Abstracts
Dens invaginatus is a well-known malformation of teeth, which probably results from an invagination of enamel organ into dental papilla during tooth development. The endodontic treatment of invaginated teeth may be challenging due to difficulties in accessing the root canals and also due to complex variations of internal morphology. This article presents the endodontic management and follow-up in a rare case of right mandibular second premolar with Oehlers' type III dens invaginatus. The result of cold pulp testing was positive for this tooth but it was associated to a sinus tract and periapical lesion. Herein, it is described the root canal therapy of this tooth combined with periapical surgery, emphasizing the importance of proper diagnosis and planning by using cone beam computed tomography (CBCT). This case report presents the proper periapical healing 6 months after the combination of nonsurgical and surgical treatments. It also shows that CBCT is an important auxiliary examination to avoid errors in diagnosis and subsequent treatment of dental anomalies.

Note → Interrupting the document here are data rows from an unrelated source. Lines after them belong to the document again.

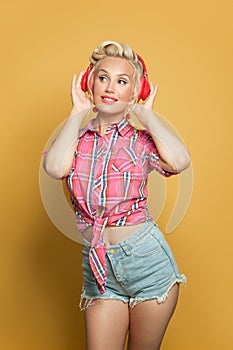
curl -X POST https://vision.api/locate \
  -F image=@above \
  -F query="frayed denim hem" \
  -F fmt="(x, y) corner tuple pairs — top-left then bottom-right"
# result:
(79, 275), (187, 311)
(129, 275), (187, 308)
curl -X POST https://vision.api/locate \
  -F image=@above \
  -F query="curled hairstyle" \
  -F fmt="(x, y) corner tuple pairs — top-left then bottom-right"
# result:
(87, 41), (143, 104)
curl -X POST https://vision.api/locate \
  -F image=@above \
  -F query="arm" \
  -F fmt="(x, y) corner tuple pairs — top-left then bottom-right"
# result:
(134, 84), (191, 173)
(43, 73), (91, 179)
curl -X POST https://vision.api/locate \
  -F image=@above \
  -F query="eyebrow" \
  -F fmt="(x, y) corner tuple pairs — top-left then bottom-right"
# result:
(97, 68), (130, 79)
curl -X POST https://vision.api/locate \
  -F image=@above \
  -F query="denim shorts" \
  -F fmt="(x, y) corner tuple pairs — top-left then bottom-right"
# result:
(80, 221), (186, 310)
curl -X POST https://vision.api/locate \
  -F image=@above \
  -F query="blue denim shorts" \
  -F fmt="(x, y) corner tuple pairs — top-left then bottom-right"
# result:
(80, 221), (186, 310)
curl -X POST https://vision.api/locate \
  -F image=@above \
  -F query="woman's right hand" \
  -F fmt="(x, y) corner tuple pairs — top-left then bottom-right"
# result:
(71, 72), (91, 114)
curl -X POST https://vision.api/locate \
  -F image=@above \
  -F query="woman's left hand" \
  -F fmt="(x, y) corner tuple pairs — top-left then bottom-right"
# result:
(142, 82), (158, 109)
(133, 82), (158, 128)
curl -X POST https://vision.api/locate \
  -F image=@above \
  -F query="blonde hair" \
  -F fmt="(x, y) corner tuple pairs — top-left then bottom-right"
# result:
(87, 41), (144, 104)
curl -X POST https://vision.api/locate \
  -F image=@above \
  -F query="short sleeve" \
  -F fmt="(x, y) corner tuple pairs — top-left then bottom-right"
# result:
(142, 130), (178, 177)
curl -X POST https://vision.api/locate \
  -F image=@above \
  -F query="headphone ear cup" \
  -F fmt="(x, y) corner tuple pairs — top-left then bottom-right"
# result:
(81, 64), (92, 92)
(142, 75), (150, 101)
(138, 75), (150, 102)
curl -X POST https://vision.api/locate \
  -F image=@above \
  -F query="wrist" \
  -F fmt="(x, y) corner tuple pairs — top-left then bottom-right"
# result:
(70, 106), (90, 118)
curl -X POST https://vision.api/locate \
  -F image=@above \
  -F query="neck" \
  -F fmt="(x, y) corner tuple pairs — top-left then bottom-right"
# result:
(93, 112), (124, 136)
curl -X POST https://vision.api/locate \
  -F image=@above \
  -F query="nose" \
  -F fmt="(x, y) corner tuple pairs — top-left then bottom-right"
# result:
(105, 79), (114, 92)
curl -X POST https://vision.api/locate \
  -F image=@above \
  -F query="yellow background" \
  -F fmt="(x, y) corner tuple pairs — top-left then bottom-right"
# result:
(0, 0), (233, 350)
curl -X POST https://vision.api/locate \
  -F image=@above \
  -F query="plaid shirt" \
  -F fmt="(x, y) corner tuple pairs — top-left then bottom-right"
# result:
(66, 118), (175, 293)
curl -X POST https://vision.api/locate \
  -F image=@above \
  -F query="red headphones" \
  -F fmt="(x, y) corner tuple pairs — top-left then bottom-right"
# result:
(81, 54), (150, 101)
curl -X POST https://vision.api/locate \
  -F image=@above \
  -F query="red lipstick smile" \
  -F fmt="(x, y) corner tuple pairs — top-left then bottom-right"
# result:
(101, 95), (118, 104)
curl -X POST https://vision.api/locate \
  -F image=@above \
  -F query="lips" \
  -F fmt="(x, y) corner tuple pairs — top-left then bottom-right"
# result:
(101, 95), (117, 104)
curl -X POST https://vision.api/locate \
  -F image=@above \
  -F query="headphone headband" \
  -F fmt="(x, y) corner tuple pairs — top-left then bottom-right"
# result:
(81, 53), (150, 102)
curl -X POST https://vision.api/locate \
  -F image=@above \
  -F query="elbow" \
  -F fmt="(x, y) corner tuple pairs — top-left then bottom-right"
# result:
(176, 151), (191, 173)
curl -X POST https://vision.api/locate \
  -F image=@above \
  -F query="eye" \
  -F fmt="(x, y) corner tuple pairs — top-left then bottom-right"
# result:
(118, 78), (127, 85)
(99, 75), (108, 82)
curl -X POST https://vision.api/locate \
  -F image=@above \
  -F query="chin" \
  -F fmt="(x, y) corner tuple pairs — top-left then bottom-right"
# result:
(95, 103), (128, 115)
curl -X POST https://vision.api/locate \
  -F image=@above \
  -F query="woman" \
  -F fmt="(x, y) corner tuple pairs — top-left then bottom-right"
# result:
(44, 41), (190, 350)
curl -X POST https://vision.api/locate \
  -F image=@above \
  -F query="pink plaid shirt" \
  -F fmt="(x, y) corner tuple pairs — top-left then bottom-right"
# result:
(66, 118), (176, 293)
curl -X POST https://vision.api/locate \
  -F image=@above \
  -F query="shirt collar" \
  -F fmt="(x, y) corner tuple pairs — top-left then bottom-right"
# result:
(79, 117), (133, 137)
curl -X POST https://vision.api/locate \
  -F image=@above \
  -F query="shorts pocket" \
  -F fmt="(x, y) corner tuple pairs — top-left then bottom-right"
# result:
(126, 233), (162, 257)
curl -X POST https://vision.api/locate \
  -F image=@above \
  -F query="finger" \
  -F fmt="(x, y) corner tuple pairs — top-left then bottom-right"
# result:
(77, 71), (85, 85)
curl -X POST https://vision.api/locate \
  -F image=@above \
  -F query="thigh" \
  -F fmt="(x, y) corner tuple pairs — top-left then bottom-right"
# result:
(128, 283), (179, 350)
(85, 299), (129, 350)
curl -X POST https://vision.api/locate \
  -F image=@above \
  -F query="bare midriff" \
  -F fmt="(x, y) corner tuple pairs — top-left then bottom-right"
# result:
(83, 222), (144, 247)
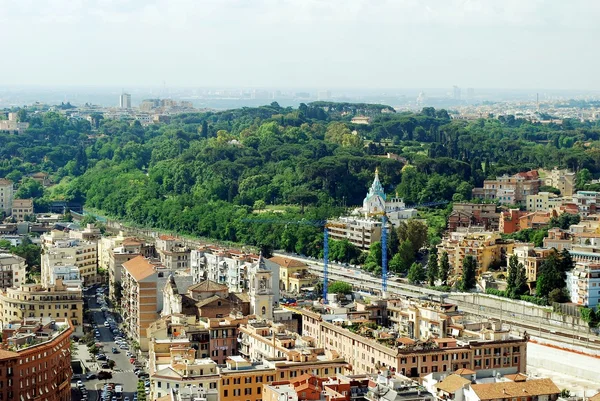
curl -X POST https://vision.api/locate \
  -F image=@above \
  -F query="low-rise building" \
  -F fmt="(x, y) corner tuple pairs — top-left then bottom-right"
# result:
(0, 253), (27, 288)
(41, 230), (101, 286)
(0, 317), (73, 401)
(0, 279), (83, 335)
(121, 256), (159, 351)
(567, 261), (600, 308)
(507, 243), (553, 282)
(0, 178), (15, 216)
(437, 231), (514, 274)
(156, 235), (190, 270)
(298, 308), (528, 378)
(525, 192), (563, 212)
(448, 203), (500, 231)
(464, 379), (560, 401)
(11, 199), (33, 221)
(269, 256), (317, 293)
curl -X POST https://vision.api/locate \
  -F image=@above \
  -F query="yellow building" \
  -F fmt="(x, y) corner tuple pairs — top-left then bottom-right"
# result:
(219, 356), (349, 401)
(437, 232), (514, 274)
(269, 256), (316, 293)
(0, 279), (83, 335)
(525, 192), (563, 212)
(121, 256), (158, 351)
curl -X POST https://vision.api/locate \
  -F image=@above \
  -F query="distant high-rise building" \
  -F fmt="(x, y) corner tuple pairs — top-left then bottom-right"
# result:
(452, 85), (460, 100)
(119, 92), (131, 109)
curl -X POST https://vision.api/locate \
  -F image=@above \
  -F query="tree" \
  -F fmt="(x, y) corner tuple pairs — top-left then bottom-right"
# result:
(427, 247), (439, 287)
(460, 255), (477, 291)
(514, 263), (529, 298)
(506, 255), (519, 293)
(389, 240), (415, 274)
(575, 168), (592, 189)
(535, 252), (568, 297)
(15, 178), (44, 199)
(408, 262), (425, 284)
(398, 219), (427, 256)
(252, 199), (267, 212)
(438, 252), (450, 285)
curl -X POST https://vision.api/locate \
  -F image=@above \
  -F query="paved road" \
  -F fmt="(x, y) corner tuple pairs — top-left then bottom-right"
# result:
(275, 253), (600, 350)
(76, 289), (144, 401)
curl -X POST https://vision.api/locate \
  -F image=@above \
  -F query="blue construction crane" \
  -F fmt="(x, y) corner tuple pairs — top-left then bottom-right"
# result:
(242, 201), (448, 298)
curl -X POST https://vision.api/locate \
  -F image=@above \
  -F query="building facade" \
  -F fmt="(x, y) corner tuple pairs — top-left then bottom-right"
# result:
(11, 199), (33, 221)
(0, 280), (83, 335)
(0, 318), (73, 401)
(0, 253), (27, 288)
(121, 256), (159, 351)
(0, 178), (15, 216)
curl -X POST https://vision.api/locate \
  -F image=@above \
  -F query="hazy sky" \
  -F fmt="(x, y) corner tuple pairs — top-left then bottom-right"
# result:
(0, 0), (600, 89)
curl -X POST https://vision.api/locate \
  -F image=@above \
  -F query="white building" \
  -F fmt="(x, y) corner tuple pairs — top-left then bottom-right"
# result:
(0, 253), (27, 288)
(41, 230), (100, 287)
(119, 93), (131, 109)
(50, 265), (83, 288)
(567, 262), (600, 308)
(327, 170), (417, 250)
(0, 178), (14, 216)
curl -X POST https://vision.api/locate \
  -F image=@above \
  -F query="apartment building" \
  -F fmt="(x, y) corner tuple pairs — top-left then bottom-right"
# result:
(269, 256), (317, 293)
(448, 203), (500, 231)
(41, 230), (102, 286)
(507, 243), (554, 282)
(148, 339), (219, 400)
(567, 261), (600, 308)
(473, 170), (541, 204)
(106, 238), (156, 299)
(156, 235), (190, 270)
(0, 280), (83, 335)
(0, 318), (73, 401)
(544, 227), (573, 251)
(525, 192), (564, 212)
(0, 253), (27, 288)
(386, 299), (460, 340)
(147, 314), (248, 364)
(219, 356), (350, 401)
(437, 232), (514, 274)
(573, 191), (600, 217)
(11, 199), (33, 221)
(121, 256), (160, 351)
(0, 178), (15, 216)
(538, 167), (577, 197)
(297, 309), (527, 377)
(190, 246), (253, 292)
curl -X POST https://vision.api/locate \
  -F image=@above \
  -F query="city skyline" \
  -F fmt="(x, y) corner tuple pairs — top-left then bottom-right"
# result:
(0, 0), (600, 90)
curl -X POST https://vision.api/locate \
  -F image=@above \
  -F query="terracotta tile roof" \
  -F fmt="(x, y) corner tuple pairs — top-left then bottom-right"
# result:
(196, 295), (231, 308)
(471, 379), (560, 401)
(269, 256), (306, 267)
(454, 368), (475, 376)
(504, 373), (527, 382)
(0, 349), (19, 360)
(435, 374), (471, 394)
(123, 255), (156, 281)
(123, 237), (144, 246)
(188, 280), (229, 292)
(588, 393), (600, 401)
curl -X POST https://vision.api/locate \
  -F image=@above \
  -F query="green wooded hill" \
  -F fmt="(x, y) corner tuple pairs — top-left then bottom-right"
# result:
(0, 102), (600, 255)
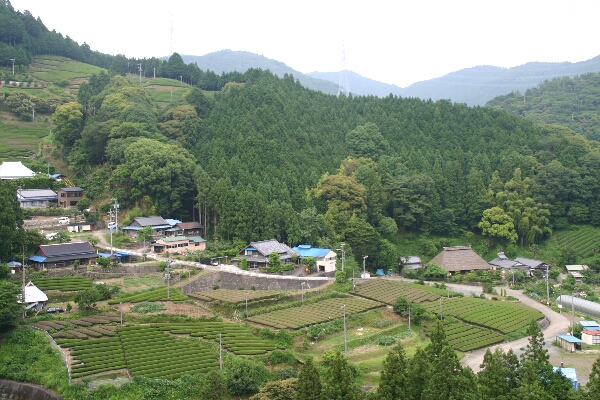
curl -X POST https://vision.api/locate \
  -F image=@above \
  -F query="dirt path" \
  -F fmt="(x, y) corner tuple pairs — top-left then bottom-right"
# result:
(448, 285), (570, 372)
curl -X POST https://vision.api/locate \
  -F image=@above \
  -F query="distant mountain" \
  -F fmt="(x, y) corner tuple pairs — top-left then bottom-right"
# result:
(307, 56), (600, 106)
(486, 73), (600, 141)
(181, 50), (338, 94)
(181, 50), (600, 106)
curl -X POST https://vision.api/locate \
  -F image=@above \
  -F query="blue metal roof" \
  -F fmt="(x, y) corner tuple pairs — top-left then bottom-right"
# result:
(292, 244), (331, 258)
(552, 367), (578, 390)
(556, 335), (585, 343)
(579, 321), (600, 328)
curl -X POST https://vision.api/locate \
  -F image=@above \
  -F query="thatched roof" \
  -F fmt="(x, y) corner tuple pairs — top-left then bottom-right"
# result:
(430, 246), (491, 272)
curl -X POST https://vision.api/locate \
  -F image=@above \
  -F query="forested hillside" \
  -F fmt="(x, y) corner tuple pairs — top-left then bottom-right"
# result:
(487, 73), (600, 140)
(54, 65), (600, 264)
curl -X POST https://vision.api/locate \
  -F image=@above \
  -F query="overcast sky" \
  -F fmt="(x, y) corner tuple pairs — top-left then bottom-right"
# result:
(11, 0), (600, 87)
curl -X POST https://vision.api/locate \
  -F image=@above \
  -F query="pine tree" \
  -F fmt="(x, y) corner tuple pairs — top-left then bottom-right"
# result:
(377, 343), (409, 400)
(406, 347), (430, 400)
(322, 350), (361, 400)
(294, 358), (321, 400)
(586, 357), (600, 399)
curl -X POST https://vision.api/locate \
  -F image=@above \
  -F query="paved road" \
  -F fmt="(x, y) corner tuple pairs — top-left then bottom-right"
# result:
(448, 284), (570, 372)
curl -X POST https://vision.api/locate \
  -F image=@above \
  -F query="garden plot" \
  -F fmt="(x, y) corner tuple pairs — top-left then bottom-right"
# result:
(425, 297), (544, 334)
(189, 289), (282, 304)
(248, 297), (383, 329)
(354, 279), (459, 304)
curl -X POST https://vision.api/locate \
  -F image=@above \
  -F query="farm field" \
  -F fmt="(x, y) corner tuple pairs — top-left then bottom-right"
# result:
(247, 297), (383, 329)
(31, 56), (107, 82)
(425, 321), (504, 352)
(556, 226), (600, 258)
(43, 316), (282, 379)
(0, 121), (50, 160)
(33, 276), (92, 292)
(108, 287), (188, 305)
(354, 279), (459, 304)
(424, 297), (543, 334)
(188, 289), (282, 304)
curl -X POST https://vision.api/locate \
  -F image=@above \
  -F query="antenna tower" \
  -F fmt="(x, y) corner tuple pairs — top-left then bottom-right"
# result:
(338, 40), (350, 97)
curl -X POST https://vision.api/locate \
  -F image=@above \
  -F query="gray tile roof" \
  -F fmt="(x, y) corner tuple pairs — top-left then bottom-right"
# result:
(132, 215), (169, 227)
(250, 239), (298, 256)
(36, 240), (96, 257)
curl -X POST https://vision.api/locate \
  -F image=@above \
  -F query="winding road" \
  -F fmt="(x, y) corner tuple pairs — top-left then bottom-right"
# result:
(448, 284), (571, 372)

cone beam computed tomography; dens invaginatus; endodontic treatment; endodontic surgery; mandibular premolar
Dens invaginatus é uma malformação dentária já bem reconhecida, que provavelmente resulta de uma invaginação do órgão do esmalte para dentro da papila dentária durante o desenvolvimento do dente em questão. O tratamento endodôntico de dentes invaginados pode ser um desafio devido às dificuldades de acesso aos canais radiculares e também devido à complexidade da morfologia interna. Este artigo apresenta o manejo endodôntico e o acompanhamento de um caso raro de segundo pré-molar inferior direito com dens invaginatus Tipo III de Oehlers. O resultado do teste de sensibilidade pulpar ao frio foi positivo para este dente, mas o mesmo estava associado a uma fístula e lesão periapical. Relata-se o tratamento de canal deste dente associado à cirurgia periapical, enfatizando a importância de um correto diagnóstico e plano de tratamento, utilizando a tomografia computadorizada de feixe cônico (TCFC). Este relato de caso mostra reparo periapical adequado 6 meses após a combinação dos tratamentos não-cirúrgico e cirúrgico. Mostra também que a TCFC é um importante exame auxiliar para evitar erros no diagnóstico e posterior tratamento de anomalias dentárias.
Introduction
Dens invaginatus (DI), also known as ‘dens in dente’, is a dental anomaly marked as an early invagination of enamel and dentine that may extend deep into the pulp cavity and to the roots, sometimes reaching the apex (1). The reported prevalence of permanent teeth affected with DI is variable, ranging from 0.3% to 10%, due to methodological differences in the cohorts studies, identification criteria used and diagnostic difficulties (2). The most commonly affected tooth is the maxillary lateral incisor (1). This condition may coexist with other anomalies, such as talon cusps (3). DI rarely occurs in mandibular posterior teeth, extending from the occlusal pit. Few cases have been reported in mandibular premolars (4-6).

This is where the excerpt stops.